At 09:05 PM 3/1/2004 -0500, Hollenbeck, Scott wrote:
> >       If an implementation chooses to support compression, then
> >       the implementation MUST support the ZLIB compression
> >       algorithm.
> >
> > Russ
>
>Something to consider: ZLIB (RFC 1950) and DEFLATE (RFC 1951) are NOT the
>same thing.  I ran into a small bit of specification confusion (thankfully
>caught by Ned Freed) when my TLS compression draft went through IESG review.
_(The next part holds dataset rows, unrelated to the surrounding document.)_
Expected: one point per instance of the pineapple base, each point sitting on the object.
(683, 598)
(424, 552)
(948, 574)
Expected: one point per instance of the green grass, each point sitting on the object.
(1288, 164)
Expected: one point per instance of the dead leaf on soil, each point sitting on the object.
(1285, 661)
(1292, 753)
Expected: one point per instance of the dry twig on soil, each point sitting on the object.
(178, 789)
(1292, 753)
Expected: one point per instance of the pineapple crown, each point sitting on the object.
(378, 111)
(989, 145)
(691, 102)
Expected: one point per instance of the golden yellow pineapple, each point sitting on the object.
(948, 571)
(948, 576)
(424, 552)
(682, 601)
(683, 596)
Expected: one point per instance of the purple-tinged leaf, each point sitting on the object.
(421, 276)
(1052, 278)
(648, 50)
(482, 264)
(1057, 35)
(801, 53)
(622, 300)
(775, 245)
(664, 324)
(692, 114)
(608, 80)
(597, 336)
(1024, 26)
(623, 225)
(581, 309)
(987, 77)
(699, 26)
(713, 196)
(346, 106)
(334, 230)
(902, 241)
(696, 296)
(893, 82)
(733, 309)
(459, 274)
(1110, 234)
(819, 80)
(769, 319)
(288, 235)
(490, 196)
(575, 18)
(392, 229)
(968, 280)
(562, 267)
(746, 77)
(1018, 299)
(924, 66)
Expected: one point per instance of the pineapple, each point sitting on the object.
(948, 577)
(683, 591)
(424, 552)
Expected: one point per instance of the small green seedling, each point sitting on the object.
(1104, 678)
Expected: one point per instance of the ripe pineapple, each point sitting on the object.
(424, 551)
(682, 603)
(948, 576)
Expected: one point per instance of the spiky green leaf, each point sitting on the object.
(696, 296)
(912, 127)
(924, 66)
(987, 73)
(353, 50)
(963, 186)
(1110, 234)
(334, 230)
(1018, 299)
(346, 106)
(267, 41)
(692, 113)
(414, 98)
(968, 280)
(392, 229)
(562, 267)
>It might be worth noting Ned's comments so that rfc2633bis specifies the
>algorithm you intend:
>
>"First of all, it is important to realize that RFC 1950 and RFC 1951 specify
>two things: (1) A compression scheme and corresponding format called DEFLATE
>(1951) and (2) A general wrapper format for compressed data called ZLIB
>(1950).
>I believe most compression applications simply use the DEFLATE format and
>don't
>bother with the extra wrapper and most of our specifications that do this
>refer to deflate and RFC 1951 rather than zlib and RFC 1950.
>
>This document doesn't follow this approach. Rather, it repeatedly calls
>the compression scheme ZLIB and refers to both of the RFCs. Does this mean
>this specification actually uses the zlib wrapper? I suspect the answer
>is no, and if that's indeed the case, the document needs to be clarified
>in this regard. I suggest referring to the scheme as DEFLATE and removing
>the reference to RFC 1950 entirely.
>
>If, on the other hand, the intent really is to use the zlib wrapper, then
>the specification is incomplete in that ZLIB allows for multiple compression
>algorithms, checksumming, and so forth. These various settings would need to
>be specified in order to have interoperable ZLIB implementations."